反論しようと前に出そうになる令嬢に手を出し止め、大丈夫といった意味で微笑むとガブリエラに向き合う。
「あら、私の身を案じて声をかけてくださったの?」
「なっ……別に貴方のことなんて心配しておりませんわ!」
「そうですの?あぁ、私が彼女に嫉妬なさっていると思ってらっしゃるのかしら?それなら平気ですわ。殿下はやるべき事を為さっただけですもの……ですから私は殿下を信頼して見送ったんですのよ」
十中八九、私が落ち込んでいる所にトドメを刺そうと口撃しに来たんだろうけど嫉妬も落ち込んでもいないのでどうしようも無い。寧ろお姫様抱っこされて殿下の腕の中で眠るリナちゃんにナイス!とすら思っているところだ。
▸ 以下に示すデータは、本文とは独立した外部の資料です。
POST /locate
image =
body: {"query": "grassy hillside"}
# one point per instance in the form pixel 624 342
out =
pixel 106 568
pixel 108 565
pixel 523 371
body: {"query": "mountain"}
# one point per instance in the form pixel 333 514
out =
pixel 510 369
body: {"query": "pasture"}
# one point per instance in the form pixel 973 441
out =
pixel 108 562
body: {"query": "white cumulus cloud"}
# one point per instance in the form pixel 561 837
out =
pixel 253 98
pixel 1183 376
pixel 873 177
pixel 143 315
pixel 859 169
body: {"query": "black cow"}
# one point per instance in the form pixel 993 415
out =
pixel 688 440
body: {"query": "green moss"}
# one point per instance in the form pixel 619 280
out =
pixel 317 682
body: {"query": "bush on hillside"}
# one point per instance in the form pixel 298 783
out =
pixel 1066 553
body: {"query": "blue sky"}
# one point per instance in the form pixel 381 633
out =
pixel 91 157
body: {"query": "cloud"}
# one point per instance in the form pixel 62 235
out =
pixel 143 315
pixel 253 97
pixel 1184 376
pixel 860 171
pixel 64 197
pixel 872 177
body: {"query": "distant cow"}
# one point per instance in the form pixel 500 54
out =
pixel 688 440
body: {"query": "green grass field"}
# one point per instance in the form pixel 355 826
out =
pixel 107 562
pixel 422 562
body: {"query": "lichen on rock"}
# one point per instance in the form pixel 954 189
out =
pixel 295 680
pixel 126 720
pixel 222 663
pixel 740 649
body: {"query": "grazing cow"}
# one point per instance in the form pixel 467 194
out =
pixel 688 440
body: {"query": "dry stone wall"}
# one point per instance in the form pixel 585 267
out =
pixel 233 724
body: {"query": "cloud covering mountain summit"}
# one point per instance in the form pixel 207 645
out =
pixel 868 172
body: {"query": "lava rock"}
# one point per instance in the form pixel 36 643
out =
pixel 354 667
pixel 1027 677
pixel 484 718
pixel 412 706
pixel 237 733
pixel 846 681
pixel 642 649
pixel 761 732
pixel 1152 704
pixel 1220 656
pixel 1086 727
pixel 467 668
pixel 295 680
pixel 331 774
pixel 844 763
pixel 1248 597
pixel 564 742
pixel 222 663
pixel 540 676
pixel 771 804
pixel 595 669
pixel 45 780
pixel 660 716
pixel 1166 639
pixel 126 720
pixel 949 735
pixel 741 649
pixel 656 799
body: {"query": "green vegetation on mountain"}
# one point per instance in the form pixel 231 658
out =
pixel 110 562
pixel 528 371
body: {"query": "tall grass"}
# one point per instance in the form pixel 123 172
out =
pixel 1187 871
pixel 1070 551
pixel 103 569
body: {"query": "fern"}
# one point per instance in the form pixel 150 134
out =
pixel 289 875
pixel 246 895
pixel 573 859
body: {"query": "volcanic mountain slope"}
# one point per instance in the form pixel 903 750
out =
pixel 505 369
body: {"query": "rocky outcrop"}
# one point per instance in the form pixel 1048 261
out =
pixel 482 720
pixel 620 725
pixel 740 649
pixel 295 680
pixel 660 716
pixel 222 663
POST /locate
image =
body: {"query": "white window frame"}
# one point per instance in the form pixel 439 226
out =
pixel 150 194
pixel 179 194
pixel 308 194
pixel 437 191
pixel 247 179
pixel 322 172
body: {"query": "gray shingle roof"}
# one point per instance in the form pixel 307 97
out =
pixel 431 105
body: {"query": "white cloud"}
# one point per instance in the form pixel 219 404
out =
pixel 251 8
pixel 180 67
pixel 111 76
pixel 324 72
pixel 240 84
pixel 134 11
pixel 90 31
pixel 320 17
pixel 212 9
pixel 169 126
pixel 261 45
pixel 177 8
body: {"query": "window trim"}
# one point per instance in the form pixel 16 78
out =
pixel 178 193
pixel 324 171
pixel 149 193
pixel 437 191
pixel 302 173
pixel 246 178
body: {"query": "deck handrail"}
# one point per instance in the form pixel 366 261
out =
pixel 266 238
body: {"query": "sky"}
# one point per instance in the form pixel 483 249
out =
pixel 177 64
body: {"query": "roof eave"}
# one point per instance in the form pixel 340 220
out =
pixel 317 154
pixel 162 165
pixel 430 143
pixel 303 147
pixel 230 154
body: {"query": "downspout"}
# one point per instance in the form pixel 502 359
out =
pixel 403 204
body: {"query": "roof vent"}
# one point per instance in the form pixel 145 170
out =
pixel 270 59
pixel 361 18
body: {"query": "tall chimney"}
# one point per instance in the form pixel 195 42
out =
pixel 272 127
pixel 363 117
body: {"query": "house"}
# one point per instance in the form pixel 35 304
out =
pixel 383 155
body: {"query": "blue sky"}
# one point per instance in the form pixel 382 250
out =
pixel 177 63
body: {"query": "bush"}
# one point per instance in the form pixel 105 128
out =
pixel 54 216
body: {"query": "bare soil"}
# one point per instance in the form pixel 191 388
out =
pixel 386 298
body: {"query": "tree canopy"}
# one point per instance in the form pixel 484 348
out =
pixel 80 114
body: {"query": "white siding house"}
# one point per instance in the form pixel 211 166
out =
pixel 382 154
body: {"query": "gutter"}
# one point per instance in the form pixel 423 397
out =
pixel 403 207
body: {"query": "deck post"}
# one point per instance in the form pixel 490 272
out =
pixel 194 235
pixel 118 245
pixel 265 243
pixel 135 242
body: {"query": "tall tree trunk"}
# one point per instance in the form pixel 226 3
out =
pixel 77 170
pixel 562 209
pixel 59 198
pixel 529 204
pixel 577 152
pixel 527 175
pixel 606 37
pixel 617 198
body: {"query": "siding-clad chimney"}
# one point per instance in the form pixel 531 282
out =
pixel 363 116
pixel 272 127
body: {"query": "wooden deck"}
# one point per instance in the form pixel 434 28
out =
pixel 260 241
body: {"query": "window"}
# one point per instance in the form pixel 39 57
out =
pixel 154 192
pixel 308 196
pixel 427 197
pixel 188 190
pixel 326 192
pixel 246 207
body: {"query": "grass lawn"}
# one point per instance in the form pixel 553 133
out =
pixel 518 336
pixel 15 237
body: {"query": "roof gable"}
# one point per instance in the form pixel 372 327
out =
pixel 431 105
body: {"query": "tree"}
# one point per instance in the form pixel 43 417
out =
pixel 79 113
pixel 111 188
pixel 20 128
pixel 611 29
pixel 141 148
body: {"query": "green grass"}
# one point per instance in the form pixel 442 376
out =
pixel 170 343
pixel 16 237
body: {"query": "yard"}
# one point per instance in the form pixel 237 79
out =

現に想像と違った反応でどうしたらいいか困惑しているガブリエラとその取り巻き。逆に国王派ご令嬢達は殿下とエレノア様はお互い信頼なさってお似合いですわね、とか流石エレノア様ですわと褒めちぎっていて恥ずかしい。
「それではリナ様の容態が気になるのでこれで失礼させていただきますわ」
「――っ、やっぱりお二人の関係が気になっているのではなくて!?ですから編入生が心配だと仰いながら行かれるのでしょう!?」
……あーもうしつこいなー。
もうそれでいいやと思いながら歩こうとしたら、私の背後を見て硬直したガブリエラと赤面する取り巻き達。近くにいたご令嬢方も何故か少し距離を置いている。
「そーそー、生徒会に加入したての新人ちゃんだからさ心配してんだよ!な!?」
「君も行くのは些か不愉快ですが今回は仕方ありませんからね……」
「私も新人ですので同じ仲間として御一緒しましょう」
「じゃあ、僕も御一緒していいですか先輩?同じ新入りとして是非」
「えー!?マルクどうイうこと!?わたシも行く!!リナちゃん心配ネ!」
生徒会の皆がいつの間にか集まって面々に話し始めている。それを見つめていたら肩に手を置かれ、ヴォルフが行くぞと目線で伝えてくる。私は生徒会の皆に感謝しつつガブリエラに
「今から私生徒会の皆さんとお見舞いに行きますの。御一緒したい方はいらして?」
そう言うと不敵に笑みを浮かべたのだった。